Spinning JennyBy Mary Bellis

Several inventions in textile machinery occurred in a relatively short time period during the industrial revolution: the flying shuttle, spinning jenny, spinning frame, and cotton gin. These inventions facilitated the handling of large quantities of harvested cotton. In 1764, a British carpenter and weaver named James Hargreaves invented an improved spinning jenny, a hand-powered multiple spinning machine that was the first machine to improve upon the spinning wheel.

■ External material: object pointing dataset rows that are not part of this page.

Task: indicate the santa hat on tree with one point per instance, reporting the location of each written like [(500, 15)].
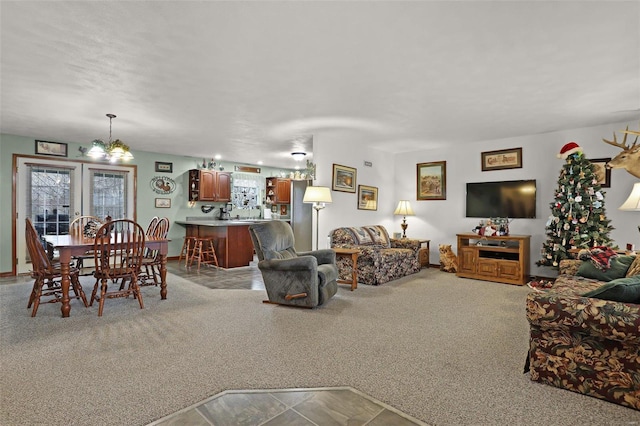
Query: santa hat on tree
[(568, 149)]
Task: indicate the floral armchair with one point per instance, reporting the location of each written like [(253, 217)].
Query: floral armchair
[(381, 259), (582, 342)]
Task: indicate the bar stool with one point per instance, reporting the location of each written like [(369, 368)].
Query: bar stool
[(187, 250), (204, 250)]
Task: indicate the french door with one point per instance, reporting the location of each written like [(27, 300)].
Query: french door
[(53, 193)]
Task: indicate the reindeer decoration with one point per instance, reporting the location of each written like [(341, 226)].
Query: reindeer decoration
[(629, 158)]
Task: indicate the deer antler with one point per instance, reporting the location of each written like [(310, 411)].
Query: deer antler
[(622, 145)]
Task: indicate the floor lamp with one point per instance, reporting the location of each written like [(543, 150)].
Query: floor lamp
[(404, 209), (319, 196)]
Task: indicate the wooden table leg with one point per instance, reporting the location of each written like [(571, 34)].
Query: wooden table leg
[(65, 259), (163, 276), (354, 272)]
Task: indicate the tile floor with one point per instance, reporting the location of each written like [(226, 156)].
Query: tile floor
[(280, 407)]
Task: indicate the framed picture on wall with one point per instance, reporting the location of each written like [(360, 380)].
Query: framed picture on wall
[(432, 181), (164, 167), (56, 149), (367, 197), (603, 175), (502, 159), (344, 178), (163, 203)]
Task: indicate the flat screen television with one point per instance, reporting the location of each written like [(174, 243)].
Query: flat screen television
[(512, 199)]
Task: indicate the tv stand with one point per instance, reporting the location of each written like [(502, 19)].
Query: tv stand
[(503, 259)]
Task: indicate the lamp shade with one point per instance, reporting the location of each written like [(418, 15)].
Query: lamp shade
[(404, 209), (317, 194), (633, 202)]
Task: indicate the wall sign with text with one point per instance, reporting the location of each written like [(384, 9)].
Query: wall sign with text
[(163, 185)]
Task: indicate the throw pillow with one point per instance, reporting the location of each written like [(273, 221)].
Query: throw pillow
[(634, 269), (626, 290), (618, 269), (361, 237), (377, 235)]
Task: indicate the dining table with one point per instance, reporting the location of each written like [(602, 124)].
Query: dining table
[(73, 245)]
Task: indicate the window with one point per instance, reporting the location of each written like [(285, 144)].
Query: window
[(108, 193), (51, 201)]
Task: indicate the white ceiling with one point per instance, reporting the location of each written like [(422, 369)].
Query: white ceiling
[(257, 80)]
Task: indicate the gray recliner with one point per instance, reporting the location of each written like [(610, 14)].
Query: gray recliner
[(305, 279)]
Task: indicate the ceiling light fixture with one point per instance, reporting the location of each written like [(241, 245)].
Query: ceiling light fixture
[(298, 156), (112, 151)]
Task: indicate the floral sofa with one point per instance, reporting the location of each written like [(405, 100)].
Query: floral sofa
[(381, 259), (585, 333)]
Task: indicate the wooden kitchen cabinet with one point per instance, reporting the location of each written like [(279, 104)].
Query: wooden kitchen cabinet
[(209, 185), (278, 190)]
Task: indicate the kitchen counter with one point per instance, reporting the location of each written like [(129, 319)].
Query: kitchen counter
[(232, 241)]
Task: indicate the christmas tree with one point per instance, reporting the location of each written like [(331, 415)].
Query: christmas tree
[(578, 218)]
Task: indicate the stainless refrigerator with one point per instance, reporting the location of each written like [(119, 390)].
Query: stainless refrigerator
[(301, 216)]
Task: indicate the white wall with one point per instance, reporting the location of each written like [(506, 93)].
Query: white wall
[(441, 220)]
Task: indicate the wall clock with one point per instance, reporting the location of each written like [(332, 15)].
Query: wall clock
[(163, 185)]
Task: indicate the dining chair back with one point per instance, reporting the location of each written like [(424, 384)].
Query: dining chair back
[(47, 287), (150, 271), (152, 225), (118, 252), (84, 226)]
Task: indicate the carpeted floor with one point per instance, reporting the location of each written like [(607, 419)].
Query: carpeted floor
[(442, 349)]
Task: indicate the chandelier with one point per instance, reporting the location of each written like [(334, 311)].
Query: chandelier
[(112, 151)]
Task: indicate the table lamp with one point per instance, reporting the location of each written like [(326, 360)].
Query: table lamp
[(319, 196), (404, 209), (633, 202)]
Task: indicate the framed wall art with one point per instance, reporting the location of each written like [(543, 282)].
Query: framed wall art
[(602, 173), (367, 197), (432, 181), (502, 159), (164, 167), (57, 149), (344, 178), (163, 203)]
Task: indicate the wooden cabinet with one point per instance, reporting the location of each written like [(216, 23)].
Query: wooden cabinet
[(278, 190), (502, 259), (209, 185)]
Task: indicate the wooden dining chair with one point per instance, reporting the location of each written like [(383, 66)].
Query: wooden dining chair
[(150, 270), (47, 286), (152, 225), (84, 226), (118, 253)]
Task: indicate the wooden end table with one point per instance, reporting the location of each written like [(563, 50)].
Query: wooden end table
[(344, 252)]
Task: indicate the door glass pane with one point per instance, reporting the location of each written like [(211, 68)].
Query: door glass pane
[(50, 203), (109, 194)]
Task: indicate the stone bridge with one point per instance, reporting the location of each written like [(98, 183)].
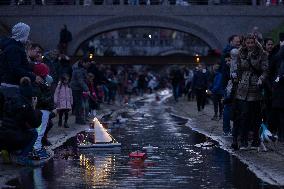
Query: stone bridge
[(212, 24)]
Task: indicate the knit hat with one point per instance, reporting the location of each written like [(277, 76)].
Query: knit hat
[(41, 69), (20, 32)]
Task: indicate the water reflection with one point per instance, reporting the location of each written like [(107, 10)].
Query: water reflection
[(183, 160)]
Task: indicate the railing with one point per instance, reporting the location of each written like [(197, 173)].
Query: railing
[(141, 2)]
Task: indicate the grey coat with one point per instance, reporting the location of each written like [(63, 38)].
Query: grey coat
[(248, 77)]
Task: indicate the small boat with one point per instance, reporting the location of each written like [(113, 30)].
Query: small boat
[(97, 137), (138, 155), (150, 148)]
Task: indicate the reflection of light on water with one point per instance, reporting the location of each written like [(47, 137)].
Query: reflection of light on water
[(97, 169)]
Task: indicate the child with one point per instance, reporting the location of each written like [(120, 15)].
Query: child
[(63, 99)]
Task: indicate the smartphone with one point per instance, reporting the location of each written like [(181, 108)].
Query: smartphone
[(281, 36)]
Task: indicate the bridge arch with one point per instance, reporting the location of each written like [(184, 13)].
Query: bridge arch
[(114, 23)]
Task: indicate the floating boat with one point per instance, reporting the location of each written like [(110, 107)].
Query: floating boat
[(150, 148), (138, 155), (30, 162), (97, 137)]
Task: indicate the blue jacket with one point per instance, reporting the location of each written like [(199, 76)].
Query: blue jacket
[(217, 85)]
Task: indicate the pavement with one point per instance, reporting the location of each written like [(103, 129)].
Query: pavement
[(267, 166), (57, 136)]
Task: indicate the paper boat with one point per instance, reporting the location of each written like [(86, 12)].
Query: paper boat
[(97, 138)]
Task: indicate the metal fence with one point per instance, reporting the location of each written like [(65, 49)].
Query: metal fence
[(140, 2)]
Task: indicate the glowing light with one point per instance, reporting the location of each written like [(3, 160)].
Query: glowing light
[(197, 59)]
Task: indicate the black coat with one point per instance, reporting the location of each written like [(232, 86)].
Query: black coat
[(14, 64), (18, 117), (278, 87), (200, 80)]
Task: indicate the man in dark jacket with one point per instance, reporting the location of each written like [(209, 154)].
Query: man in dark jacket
[(217, 89), (15, 64), (278, 93), (79, 85), (176, 78), (199, 85), (19, 120), (65, 38)]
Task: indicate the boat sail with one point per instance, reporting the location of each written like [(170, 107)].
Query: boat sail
[(98, 137)]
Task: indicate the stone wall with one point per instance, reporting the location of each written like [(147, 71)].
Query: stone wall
[(213, 24)]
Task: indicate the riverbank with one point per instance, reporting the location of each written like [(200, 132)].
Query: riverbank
[(268, 166), (57, 136)]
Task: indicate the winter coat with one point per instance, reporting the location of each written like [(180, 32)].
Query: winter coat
[(200, 80), (217, 86), (79, 79), (63, 98), (248, 76), (278, 87), (44, 97), (14, 63)]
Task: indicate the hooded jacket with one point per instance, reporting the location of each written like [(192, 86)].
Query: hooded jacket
[(14, 64)]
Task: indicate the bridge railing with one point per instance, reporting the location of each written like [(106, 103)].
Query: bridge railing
[(139, 2)]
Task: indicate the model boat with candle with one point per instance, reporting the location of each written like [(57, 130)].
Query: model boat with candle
[(97, 137)]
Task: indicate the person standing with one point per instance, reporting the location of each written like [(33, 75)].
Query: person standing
[(14, 64), (278, 94), (79, 87), (65, 38), (252, 70), (217, 90), (199, 86), (63, 100)]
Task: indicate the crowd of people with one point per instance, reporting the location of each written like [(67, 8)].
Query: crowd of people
[(246, 87), (37, 86)]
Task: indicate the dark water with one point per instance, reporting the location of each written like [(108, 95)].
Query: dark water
[(178, 163)]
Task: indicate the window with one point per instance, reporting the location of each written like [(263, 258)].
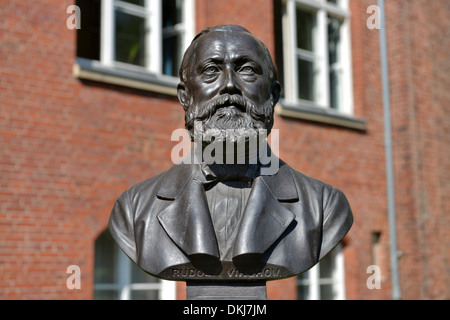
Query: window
[(316, 54), (142, 36), (117, 277), (325, 281)]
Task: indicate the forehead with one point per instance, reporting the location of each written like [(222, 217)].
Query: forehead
[(232, 45)]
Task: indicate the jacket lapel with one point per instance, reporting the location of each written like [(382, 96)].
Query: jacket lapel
[(187, 219), (188, 223), (265, 219)]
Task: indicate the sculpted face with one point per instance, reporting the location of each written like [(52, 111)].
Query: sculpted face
[(229, 85)]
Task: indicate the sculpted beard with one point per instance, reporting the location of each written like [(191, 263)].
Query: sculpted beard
[(218, 121)]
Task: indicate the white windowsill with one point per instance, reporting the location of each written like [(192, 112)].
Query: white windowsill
[(320, 115), (94, 70)]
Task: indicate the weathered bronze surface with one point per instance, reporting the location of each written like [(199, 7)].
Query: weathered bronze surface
[(229, 222)]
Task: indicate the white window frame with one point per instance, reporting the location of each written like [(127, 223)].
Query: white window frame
[(337, 280), (124, 286), (152, 11), (292, 53)]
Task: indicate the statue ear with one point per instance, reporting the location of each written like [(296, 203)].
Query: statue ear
[(276, 92), (183, 95)]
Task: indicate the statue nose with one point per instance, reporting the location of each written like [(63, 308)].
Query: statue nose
[(230, 85)]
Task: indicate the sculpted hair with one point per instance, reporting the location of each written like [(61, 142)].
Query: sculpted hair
[(189, 55)]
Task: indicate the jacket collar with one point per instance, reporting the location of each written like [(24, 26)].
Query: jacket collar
[(175, 180), (188, 223)]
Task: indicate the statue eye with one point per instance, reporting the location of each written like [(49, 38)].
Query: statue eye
[(247, 69), (210, 70)]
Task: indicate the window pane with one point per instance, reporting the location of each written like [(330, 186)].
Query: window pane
[(137, 2), (144, 295), (130, 39), (172, 13), (88, 37), (306, 29), (172, 54), (105, 259), (334, 58), (334, 39), (335, 89), (326, 292), (306, 80)]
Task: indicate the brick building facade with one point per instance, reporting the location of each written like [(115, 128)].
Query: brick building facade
[(74, 137)]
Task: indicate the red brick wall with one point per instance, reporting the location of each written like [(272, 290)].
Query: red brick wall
[(70, 147), (419, 76)]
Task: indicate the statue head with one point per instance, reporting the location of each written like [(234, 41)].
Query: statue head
[(228, 81)]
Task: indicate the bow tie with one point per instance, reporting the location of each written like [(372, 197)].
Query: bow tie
[(223, 172)]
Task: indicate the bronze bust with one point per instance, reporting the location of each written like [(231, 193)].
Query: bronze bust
[(226, 222)]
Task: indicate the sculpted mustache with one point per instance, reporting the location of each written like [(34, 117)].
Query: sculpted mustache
[(225, 101)]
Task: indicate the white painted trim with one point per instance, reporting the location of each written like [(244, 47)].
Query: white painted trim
[(107, 32)]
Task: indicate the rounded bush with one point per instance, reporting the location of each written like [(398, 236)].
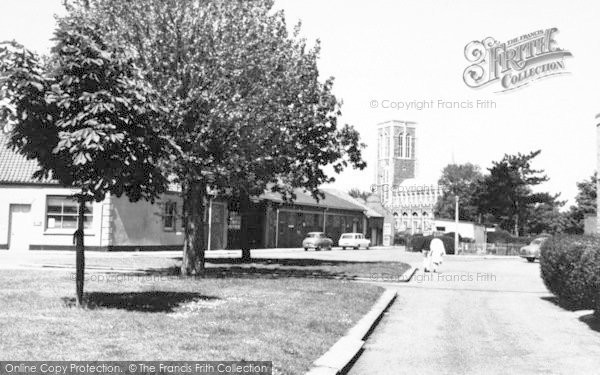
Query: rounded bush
[(570, 268)]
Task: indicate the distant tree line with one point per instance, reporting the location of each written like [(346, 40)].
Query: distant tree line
[(506, 196)]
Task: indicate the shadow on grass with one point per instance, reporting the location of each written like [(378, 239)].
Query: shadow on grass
[(284, 268), (138, 301), (556, 301), (252, 272), (592, 321)]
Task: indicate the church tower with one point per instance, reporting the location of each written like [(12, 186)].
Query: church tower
[(396, 155)]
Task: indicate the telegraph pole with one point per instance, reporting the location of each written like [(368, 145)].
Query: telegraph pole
[(456, 224)]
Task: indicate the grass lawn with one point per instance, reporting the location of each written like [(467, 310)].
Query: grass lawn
[(287, 311)]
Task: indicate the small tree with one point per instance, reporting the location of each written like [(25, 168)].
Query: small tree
[(462, 180), (87, 117), (585, 204), (507, 193)]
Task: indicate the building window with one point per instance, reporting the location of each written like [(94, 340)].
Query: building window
[(170, 215), (398, 141), (61, 213), (235, 220)]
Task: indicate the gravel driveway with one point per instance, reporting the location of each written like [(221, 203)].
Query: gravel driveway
[(479, 316)]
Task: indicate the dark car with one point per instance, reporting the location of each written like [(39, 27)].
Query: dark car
[(531, 252)]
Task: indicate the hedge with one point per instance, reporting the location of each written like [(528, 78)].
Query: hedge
[(570, 268)]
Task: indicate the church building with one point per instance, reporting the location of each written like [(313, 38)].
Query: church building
[(409, 199)]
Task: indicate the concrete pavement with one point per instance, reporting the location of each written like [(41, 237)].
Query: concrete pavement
[(479, 317)]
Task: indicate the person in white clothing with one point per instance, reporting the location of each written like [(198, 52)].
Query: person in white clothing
[(436, 254)]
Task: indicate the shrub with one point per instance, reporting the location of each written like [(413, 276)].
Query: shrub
[(570, 268)]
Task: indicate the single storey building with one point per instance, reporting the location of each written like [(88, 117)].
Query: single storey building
[(40, 215)]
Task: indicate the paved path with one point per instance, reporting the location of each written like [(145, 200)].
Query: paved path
[(479, 317)]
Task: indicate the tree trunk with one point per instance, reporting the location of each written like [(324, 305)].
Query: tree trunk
[(245, 216), (597, 311), (194, 197), (79, 253)]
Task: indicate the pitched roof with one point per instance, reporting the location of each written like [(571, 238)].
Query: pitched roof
[(305, 199), (369, 212), (15, 168)]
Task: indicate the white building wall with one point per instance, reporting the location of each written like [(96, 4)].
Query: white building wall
[(39, 233)]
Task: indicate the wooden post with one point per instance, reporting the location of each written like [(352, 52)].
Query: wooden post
[(79, 252), (456, 225)]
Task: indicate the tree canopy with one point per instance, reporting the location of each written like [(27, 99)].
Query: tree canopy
[(247, 108), (87, 117), (460, 180)]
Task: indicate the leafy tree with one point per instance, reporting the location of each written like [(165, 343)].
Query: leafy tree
[(357, 193), (506, 193), (86, 117), (546, 217), (460, 180), (247, 108), (585, 204)]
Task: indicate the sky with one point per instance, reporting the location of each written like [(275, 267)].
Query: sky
[(413, 50)]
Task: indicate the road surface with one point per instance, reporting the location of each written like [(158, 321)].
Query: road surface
[(479, 316)]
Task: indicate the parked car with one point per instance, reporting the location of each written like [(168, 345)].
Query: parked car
[(354, 240), (317, 241), (531, 252)]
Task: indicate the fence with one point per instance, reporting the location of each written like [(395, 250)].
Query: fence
[(490, 248)]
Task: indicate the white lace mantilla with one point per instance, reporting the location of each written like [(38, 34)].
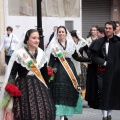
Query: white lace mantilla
[(22, 55), (70, 49)]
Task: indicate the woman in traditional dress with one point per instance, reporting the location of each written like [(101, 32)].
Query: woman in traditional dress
[(29, 62), (65, 85)]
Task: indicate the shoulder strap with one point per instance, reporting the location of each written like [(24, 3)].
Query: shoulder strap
[(29, 63), (11, 40), (67, 68)]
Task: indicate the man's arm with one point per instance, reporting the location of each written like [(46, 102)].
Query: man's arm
[(97, 59), (2, 44)]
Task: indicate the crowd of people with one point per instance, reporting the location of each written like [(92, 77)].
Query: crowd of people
[(40, 85)]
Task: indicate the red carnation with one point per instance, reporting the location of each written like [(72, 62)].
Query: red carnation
[(13, 90), (50, 71)]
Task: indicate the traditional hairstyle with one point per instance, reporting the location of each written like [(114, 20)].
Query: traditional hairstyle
[(63, 28), (113, 23), (101, 30), (28, 33), (74, 33), (117, 22)]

James Hargreaves was born in Oswaldtwistle, England in 1720, he received no formal education and was never taught how to read or write. James Hargreaves worked as a carpenter and a weaver. Legend has it that Hargreaves' daughter Jenny knocked over a spinning wheel and as Hargreaves watched the spindle roll across the floor the idea for the spinning jenny came to him. However, that story is just a legend. Jenny was rumored to have been the name of Hargreaves' wife and that he named his invention after her. 

The original spinning jenny used eight spindles instead of the one found on the spinning wheel. A single wheel on the spinning jenny controlled eight spindles which created a weave using eight threads spun from a corresponding set of rovings.  Later models had up to one-hundred and twenty spindels.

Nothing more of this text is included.